Батов на секунду растерялся: отвечать или не отвечать на приветствие фашистского полковника? Как в этом случае должен поступить парламентер? Но рука, будто сама собой, повинуясь воинским правилам, поднялась к виску. Сверху глядя на полковника, Батов слушал доклад, показавшийся ему очень длинным.
Гецис добросовестно переводил:
— Юнкерское училище германской армии в полном составе, н-да, за исключением бежавших — как он выразился — начальника училища, двух офицеров и четырех юнкеров, сдается на волю и милость победителя, как выразился он.
Батов, опустив руку, спросил:
— Какие войска, кроме училища, находятся в городе?
— Никаких войск в городе больше нет.
— Предлагаю лично связаться с нашим командованием.
Батов приказал Гецису спешиться и отдать коня полковнику. Один из офицеров выскочил из передней шеренги, чтобы помочь полковнику сесть на рыжего конька, но тот досадливо отстранил офицера и не по годам легко поднялся в седло.
Сопровождать немецкого полковника к Уралову Батов послал Крысанова. Солдат было взял автомат наизготовку, но, увидев осуждающий взгляд взводного, неловко поправил ремень автомата и опустил его на грудь.
— Тебе приказано со-про-вож-дать, а не конвоировать полковника, — строго сказал Батов. — Понятно?
— По-онятно, — протянул Крысанов. — Его пришибут дорогой-т, а мне отвечать за него?
— Переведи ему, — сказал Батов Гецису, кивнув головой на полковника, — что дорога не безопасна, нас обстреляли.
Гецис перевел это и добавил, где и как обстреляли. Полковник обратился к своим офицерам, и человек десять с пистолетами бросились прочесывать улицу.
— Ну, ком, ком! — пытался объясниться Крысанов на понятном полковнику языке и кивнул головой в сторону улицы, по которой предстояло им ехать, и по-русски добавил: — Поехали, говорю, нечего тут прохлаждаться-то!
Полковник прекрасно понял его, и они шагом направились в угол площади.
Батов не мог положиться на эту мирную тишину, довериться ей. Впервые пришлось ему находиться среди такого количества врагов, не желающих воевать. Он спрыгнул с седла, отошел к зданию училища.
Офицер, только что пытавшийся помочь своему полковнику сесть на коня, завел разговор с Гецисом...
— Товарищ младший лейтенант, они спрашивают, м-м, что их ожидает с приходом нашего полка? — спросил Гецис и сам же предположил: — Я думаю, всем им сохранят жизнь, н-да.
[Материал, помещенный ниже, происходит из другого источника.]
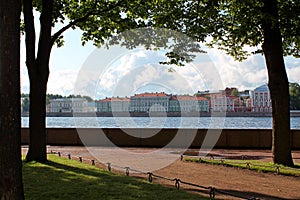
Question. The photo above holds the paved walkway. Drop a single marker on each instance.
(166, 162)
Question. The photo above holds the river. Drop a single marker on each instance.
(162, 122)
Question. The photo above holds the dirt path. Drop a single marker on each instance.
(246, 183)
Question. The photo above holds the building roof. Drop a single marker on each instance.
(262, 88)
(156, 94)
(187, 98)
(114, 99)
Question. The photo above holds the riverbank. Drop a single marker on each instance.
(165, 137)
(231, 180)
(163, 114)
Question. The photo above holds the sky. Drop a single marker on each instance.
(100, 73)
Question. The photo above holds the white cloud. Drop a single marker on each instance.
(62, 82)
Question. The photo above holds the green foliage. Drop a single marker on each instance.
(68, 179)
(25, 104)
(294, 96)
(234, 92)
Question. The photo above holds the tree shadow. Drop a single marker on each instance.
(229, 194)
(54, 180)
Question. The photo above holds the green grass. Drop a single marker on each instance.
(251, 164)
(61, 178)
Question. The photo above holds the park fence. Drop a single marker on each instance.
(212, 191)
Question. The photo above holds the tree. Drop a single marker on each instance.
(234, 92)
(295, 96)
(11, 186)
(103, 18)
(25, 104)
(271, 27)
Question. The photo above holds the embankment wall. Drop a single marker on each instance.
(138, 137)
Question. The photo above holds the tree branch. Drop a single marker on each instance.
(82, 19)
(29, 33)
(45, 46)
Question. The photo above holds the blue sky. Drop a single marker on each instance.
(137, 71)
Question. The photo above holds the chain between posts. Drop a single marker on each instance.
(212, 191)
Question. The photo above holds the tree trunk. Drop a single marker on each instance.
(37, 117)
(38, 71)
(278, 85)
(11, 186)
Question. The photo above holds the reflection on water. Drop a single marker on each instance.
(162, 122)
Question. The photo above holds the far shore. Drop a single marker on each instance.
(163, 114)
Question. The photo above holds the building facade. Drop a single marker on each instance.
(186, 103)
(261, 99)
(149, 102)
(68, 105)
(114, 104)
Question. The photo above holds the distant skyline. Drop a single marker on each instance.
(143, 75)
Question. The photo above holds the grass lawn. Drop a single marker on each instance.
(251, 164)
(61, 178)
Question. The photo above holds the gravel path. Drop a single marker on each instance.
(241, 182)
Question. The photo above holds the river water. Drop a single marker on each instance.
(162, 122)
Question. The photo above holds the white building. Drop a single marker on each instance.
(149, 102)
(186, 103)
(68, 105)
(261, 99)
(114, 104)
(223, 103)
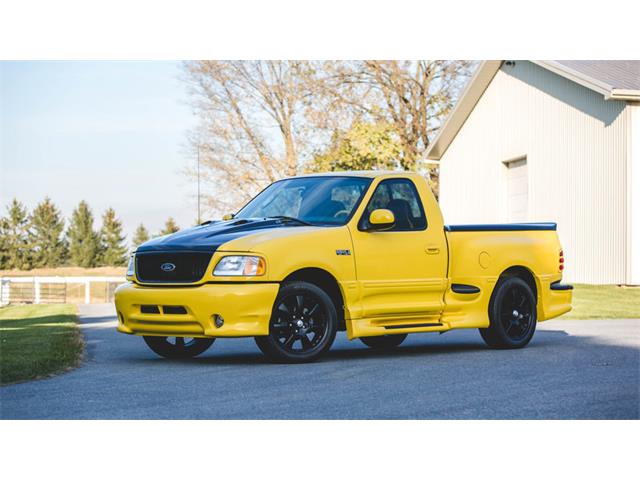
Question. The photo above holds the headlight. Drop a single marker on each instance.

Ну, может, возьмут в плен.....
— Ни черта их не ожидает, — сердито бросил Батов, — кроме вольной воли. Кто сейчас возиться с ними станет!
Он прошел к воротам училища, привязал коня за железную решетку и сел на невысокую мраморную тумбу, с которой был сброшен бюст Гитлера, валявшийся тут же, под парапетом ограды.
Ряды и шеренги в каре постепенно перепутываются, юнкера оживленно разговаривают, спорят.
У ворот появился пожилой немец в смятой старенькой кепке и черном рабочем пиджаке. Немец обошел вокруг коня, погладил его по крупу, потом звонко хлопнул по седлу и что-то сказал Батову.
Пришлось позвать Гециса.
— Чего он толкует?
— Н-да. Он говорит, что лошадка у вас неплохая, а седло для офицера такой победоносной армии, как он выразился, не годится.
Седло действительно было старое, облезлое. В нескольких местах обшивка протерлась до дыр.
— До конца войны недолго, — безразлично ответил Батов, — дотерпит.
— Зачем дожидаться конца войны, — удивился немец, — когда седла здесь, рядом!
Он, оказывается, работал дворником в этом училище и знает все о местах хранения имущества.
— На чердаке вот этого здания — целый склад новеньких седел и всякого обмундирования, — и добавил заговорщицки, приближаясь к уху Гециса, будто открывал великую тайну: — Немецкой армии ничего не надо. Ее нет!
Последние слова Батов хорошо понял и без переводчика, а узнав о складе седел, заинтересовался. Он еще раздумывал, сходить ли посмотреть или доложить командиру полка, а там и без него разберутся, но дворник настойчиво звал его за собой. Батов пошел за ним.